Du müßtest schreiben: die DÜRFTEN sowas doch sonst gar nicht verkaufen - und so sollte es eben auch sein, daß ist dann kein Unfug mehr - wenn ich dem Händler schon die Freiheit lasse, daß Gerät zu konfigurieren (was ja bei jedem PC von der Stange der Fall ist) - DANN muß das Ding danach auch laufen - und was man da von Aldi & Co so geboten bekommt ist leider oft eine absolute Katastrophe, da sind Treiber gar nicht installiert, aller mögliche Schrott drauf, das BIOS falsch eingestellt usw. - Oft kotzen die Kisten dann auch noch ständig und stürzen dauernd ab, was ich da schon gesehen hab ist wirklich schrecklich... Die Rechner waren durchaus manchmal ein Schnäppchen - aber für einen Anfänger vollkommen ungeeignet, weil ohne genaue Überprüfung aller Hardwareteile und anschließender Neuinstallation sind die meisten nicht richtig zum laufen zu bewegen... Leider wird das von vielen Anwendern so hingenommen... In der Hinsicht ist der Computermarkt nach wie vor merkwürdig, da wird vieles einfach so hingenommen - stell Dir mal vor eine Rechenmaschine muß, weil sie sich sonst alle paar Stunden zu verrechnen anfängt laufend wieder aus und an geschaltet werden - dies würde niemand dulden - bei Computern dulden solcherlei Dinge viel zu viele...
Deshalb kann ich mich da Deiner Empfehlung durchaus anschließen, der Laden nebenan sollte nie vergessen werden, wenn alles prächtig zusammen läuft, ist's die 100 Mark mehr meist wert - so groß wie manche Kaufhäuser das gerne hinstellen wollen, ist der Preisunterschied oft gar nicht.

Gruß, Thomas

P.S.: Typisches Anwenderproblem: Anrufer: "Mein PC zeigt nach dem einschalten nur einen schwarzen Schirm" - Frage:"Steht wirklich nichts drauf ?" - Anrufer "Doch, ganz oben, irgendwas in englisch - kann ich doch nicht" - Frage:"Buchstabieren sie's mal" - Anrufer:"N-O- äh, jetzt kommt ein neues Wort, äh -B-O-O-T- äh -D-I-S-K. aber sonst ist alles schwarz" - Frage:"Haben sie eine Diskette im Laufwerk" - Anrufer "Ja, da hab ich die Word-Datei für den Karle drauf gespeichert" - Frager:"Tun Sie die mal raus und probieren Sie's nochmal, also aus und wieder einschalten" - man hörts rappen, eine Minute oder so vergeht - Anrufer "Jetzt scheint es zu funktionieren - ist das normal" - Frager:"Ja, sie sollten beim starten keine Diskette im Laufwerk haben" - Anrufer "gut danke" - legt auf und ist glücklich... - ich bins nicht, weil an Anfänger ein System zu verkaufen, daß im BIOS nicht auf "C only" oder zumindest "C,A" als bootdevice eingestellt ist, ist schon schändlich... war ich mal bei einer Firma, da hat die Fehlermeldung sogar eine Flasche Sekt gekostet - und zwar denjenigen, der die Diskette drin gelassen hat - dabei wurden die schon 10 Jahre von einer Firma betreut, die es definitiv nicht geschafft hat, das im BIOS einzustellen - hehe, ich mußte dann aber auch wieder auf "A,C" umstellen, weil die wollten die Tradition weiter führen... :)

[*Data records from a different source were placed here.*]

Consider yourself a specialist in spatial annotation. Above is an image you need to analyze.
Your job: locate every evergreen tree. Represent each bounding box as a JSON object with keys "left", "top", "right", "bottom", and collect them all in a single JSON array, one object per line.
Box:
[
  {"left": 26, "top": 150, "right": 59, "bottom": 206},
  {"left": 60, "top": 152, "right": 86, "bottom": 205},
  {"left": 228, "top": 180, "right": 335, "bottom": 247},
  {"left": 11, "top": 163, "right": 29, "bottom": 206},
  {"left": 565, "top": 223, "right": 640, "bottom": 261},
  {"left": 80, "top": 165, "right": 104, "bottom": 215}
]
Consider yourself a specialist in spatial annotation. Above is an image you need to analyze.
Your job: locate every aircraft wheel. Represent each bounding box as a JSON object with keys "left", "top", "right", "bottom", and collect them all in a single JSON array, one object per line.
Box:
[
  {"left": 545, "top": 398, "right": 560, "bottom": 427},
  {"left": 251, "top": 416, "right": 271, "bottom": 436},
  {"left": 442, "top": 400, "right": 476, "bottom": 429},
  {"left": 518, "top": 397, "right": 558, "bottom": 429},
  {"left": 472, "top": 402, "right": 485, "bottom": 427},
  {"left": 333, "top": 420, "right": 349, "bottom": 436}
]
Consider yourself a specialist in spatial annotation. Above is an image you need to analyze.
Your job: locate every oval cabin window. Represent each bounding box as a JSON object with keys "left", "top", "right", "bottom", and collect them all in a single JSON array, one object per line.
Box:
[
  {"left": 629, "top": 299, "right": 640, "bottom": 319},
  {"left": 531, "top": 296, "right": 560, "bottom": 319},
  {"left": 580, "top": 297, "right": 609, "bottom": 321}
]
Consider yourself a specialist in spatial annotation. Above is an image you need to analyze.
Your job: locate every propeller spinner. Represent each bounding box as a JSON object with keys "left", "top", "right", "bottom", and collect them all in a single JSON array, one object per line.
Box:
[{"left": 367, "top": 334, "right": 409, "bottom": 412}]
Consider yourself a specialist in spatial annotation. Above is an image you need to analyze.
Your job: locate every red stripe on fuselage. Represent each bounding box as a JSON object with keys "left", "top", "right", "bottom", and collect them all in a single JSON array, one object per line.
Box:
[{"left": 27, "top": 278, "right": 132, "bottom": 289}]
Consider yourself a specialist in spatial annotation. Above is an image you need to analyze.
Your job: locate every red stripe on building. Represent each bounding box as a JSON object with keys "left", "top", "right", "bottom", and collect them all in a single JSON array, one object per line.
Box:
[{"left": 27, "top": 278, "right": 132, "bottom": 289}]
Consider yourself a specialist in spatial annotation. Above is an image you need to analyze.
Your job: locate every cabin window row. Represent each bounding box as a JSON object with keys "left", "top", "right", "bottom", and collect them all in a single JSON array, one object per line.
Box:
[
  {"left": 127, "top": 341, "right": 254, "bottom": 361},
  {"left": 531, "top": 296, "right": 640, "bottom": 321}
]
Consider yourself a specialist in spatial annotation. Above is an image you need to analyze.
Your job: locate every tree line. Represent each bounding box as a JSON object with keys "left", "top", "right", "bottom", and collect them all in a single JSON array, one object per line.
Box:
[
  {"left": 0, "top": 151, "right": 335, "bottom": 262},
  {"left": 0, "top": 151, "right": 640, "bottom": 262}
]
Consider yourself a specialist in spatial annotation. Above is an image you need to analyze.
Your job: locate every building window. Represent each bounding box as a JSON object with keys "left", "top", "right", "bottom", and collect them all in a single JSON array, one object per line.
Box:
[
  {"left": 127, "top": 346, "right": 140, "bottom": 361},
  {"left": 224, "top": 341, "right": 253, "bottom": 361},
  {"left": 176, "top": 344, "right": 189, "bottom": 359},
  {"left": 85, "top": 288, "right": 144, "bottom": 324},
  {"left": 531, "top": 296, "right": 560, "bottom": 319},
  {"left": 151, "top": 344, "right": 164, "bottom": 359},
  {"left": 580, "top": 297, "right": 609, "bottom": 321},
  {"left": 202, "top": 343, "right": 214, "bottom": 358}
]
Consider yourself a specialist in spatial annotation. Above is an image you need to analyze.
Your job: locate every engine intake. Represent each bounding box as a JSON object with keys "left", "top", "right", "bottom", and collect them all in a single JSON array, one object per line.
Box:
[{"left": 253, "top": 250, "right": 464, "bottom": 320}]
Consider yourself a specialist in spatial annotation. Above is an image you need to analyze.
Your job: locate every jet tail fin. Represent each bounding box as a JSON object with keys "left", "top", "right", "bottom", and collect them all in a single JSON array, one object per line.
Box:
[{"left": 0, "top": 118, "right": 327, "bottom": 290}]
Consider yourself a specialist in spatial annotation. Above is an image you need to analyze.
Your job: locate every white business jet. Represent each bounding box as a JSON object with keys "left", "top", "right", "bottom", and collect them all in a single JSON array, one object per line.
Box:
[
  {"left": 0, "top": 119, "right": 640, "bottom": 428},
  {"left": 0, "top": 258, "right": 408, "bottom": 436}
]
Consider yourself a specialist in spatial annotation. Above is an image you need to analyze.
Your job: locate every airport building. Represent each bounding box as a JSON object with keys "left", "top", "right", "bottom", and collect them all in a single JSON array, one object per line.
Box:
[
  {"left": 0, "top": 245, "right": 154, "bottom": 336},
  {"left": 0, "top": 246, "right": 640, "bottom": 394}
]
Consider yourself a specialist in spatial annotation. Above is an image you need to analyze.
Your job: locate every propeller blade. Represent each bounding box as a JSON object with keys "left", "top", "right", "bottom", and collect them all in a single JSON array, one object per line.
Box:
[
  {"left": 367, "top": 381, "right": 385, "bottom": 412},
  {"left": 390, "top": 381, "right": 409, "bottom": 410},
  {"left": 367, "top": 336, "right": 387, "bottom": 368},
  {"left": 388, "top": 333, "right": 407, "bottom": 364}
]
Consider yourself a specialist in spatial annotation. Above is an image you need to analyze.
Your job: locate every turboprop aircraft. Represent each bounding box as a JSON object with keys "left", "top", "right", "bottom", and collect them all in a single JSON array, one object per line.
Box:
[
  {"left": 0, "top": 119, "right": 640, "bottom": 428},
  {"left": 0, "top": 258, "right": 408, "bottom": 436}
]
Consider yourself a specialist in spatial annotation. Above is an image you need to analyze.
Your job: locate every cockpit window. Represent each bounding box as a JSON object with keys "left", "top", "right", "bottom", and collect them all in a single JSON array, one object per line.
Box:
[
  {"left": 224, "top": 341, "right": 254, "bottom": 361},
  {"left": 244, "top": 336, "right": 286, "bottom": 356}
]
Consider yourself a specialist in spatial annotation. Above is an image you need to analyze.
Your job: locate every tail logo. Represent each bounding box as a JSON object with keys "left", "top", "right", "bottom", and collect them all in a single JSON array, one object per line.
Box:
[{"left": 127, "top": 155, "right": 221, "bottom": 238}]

von Thomas Mayer - am 18.09.2001 01:40

Re: AMD Systeme - auch für Normalos

Hi Elvis,

vielleicht noch das:

> So werden u.a. fette Platten angeboten 30 oder 40 Gigs - und die Möhren laufen
> mit 5.400 u/min und 1.024 hardwarecache - mithin Technik von vorgestern.

in jenem Forum bin ich dann bei dem Zeitpunkt ausgestiegen, als ich sagte "Und bei AMD bekomm ich auch noch mehr Leistung zu einem günstigeren Preis" und als Antwort dann kam "Wer braucht mehr Leistung" - gegen sowas kann man nicht mehr argumentieren... :) Da kannste dann nämlich lange mit Deiner evtl. sogar noch günstigern 60er Platte kommen, wenn Dir jemand sagt: "Wer braucht denn mehr Leistung für weniger Geld ?" :)

Gruß, Thomas

von Thomas Mayer - am 18.09.2001 01:47

Re: AMD Systeme - auch für Normalos

Thomas Mayer schrieb:
>
> Hi Elvis,
>
> vielleicht noch das:
>
> > So werden u.a. fette Platten angeboten 30 oder 40 Gigs - und
> die Möhren laufen
> > mit 5.400 u/min und 1.024 hardwarecache - mithin Technik von
> vorgestern.
>
> in jenem Forum bin ich dann bei dem Zeitpunkt ausgestiegen, als
> ich sagte "Und bei AMD bekomm ich auch noch mehr Leistung zu
> einem günstigeren Preis" und als Antwort dann kam "Wer braucht
> mehr Leistung" - gegen sowas kann man nicht mehr
> argumentieren... :) Da kannste dann nämlich lange mit Deiner
> evtl. sogar noch günstigern 60er Platte kommen, wenn Dir jemand
> sagt: "Wer braucht denn mehr Leistung für weniger Geld ?" :)
>
> Gruß, Thomas

......ächz.....

:mad:

das ist aber nicht repräsentativ, glaub's -
das sind die hardcorefanatiker - denen ist alles ausser xy Teufelswerk.

Die WAHRE Mehrheit - das sind die "schweigenden lurker" - und die habe ich zuhauf' über RE kennengelernt - und WAS da für freundliche Typen drunter sind !

Die bringen es sogar fertig und "hören Dir zu" -
ich kann hier jederzeit so um die 8 - 10 "Beweisrechner" von RE Lesern mailmäßig bringen - die tatsächlich mir Bärbeisser geglaubt haben + daraufhin ihr sauer verdientes Geld ausgegeben haben ( Marcus hat das ganze Zeugs mal als pastes bekommen ) -
bis heute liegt noch kein System auf dem Bauch - sonst hätt' ich die Netten längst wieder "am Hals :D " gehabt....
also ist sowas gar nicht so schwer zu vermitteln.
( trotz des Einsatzes von Arctic Blue bei AMD Prozessoren.....) :D :D :D

schlaf' gut

EL

Fernschach International


von ELVIS - am 18.09.2001 04:41
Hat jemand mal eine Tabelle parat, in der Stromverbrauch und Betriebstemperatur der Intels und AMDs verglichen werden? Wäre nett, wenn das mal jemand hier posten könnte bzw. direkt an meine e-mail.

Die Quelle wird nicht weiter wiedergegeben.